Value Specifications

Finally, we specify various value specifications, with some informal attempts to provide details of specifications for specific data types. At present, we specify the immunogen and antigen variables by pointing to an appropriate instance of an immunogen or antigen class as specified in OBI.

Note that this representation only represents a set of possible experiments that could be performed by laying out the study design and protocol and saying what potential values each constant, parameter and measurement could take. Under KEfED, this would then be instantiated by performing metadata propagation from the start of the protocol to any dependent variables that provide measurements.

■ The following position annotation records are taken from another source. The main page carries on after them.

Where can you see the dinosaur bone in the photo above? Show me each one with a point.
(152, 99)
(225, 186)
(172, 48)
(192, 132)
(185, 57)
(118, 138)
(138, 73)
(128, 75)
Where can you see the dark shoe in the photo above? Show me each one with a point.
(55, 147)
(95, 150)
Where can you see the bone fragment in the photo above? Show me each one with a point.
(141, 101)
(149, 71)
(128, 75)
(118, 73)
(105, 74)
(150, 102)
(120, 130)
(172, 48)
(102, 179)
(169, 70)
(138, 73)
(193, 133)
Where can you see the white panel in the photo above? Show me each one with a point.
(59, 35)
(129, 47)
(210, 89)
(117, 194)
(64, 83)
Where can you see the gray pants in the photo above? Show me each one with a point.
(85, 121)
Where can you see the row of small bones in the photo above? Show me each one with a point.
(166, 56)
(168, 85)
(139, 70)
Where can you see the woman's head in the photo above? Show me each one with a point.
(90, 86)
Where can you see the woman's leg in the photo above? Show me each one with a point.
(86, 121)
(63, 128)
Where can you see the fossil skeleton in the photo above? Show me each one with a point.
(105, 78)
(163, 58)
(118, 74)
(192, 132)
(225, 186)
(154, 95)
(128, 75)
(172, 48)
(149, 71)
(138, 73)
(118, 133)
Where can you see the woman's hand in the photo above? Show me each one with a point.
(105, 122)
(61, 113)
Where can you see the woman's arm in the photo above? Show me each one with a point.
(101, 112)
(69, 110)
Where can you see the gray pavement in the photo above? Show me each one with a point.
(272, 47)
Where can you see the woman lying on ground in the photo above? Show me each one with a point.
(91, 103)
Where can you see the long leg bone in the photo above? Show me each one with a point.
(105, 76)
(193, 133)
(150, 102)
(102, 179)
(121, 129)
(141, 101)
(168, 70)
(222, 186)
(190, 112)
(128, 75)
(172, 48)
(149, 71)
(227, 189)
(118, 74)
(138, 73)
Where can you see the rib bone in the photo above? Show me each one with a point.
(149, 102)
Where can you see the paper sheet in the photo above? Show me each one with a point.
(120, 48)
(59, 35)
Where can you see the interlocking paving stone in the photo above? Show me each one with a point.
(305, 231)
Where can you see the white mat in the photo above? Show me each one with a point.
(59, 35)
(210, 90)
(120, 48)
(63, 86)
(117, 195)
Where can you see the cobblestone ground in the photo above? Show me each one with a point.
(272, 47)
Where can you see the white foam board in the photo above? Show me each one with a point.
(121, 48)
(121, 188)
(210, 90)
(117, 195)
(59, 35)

The end product of this work is this model: pmid9499101_f3+4.ttl

Schema Diagrams for KEfED-OBI model

Basic design of the data model in the software. Ideally, I would like to store the data as JSON-LD formatted as 'kefed-extended-OBI' data, based on the core OBI ontology with a relatively small number of extensions defined for KEfED.

Data Model

In order to make this representation as explicit as possible, when instantiated for the example presented from the Richardson et al. 1998, the data look like this (for a single line in the data table). Note also that this reflects a calculation that aggregates the data over all entries in the table. The data in the papers themselves are MUCH more complex and have a more detailed data structure.  

Example [full-size image]

This is essentially an extension of the initial work from modeling the 4 study papers (with some key differences). This forms the basis for our Karma-based modeling of actual data from the IEDB publicly-released database.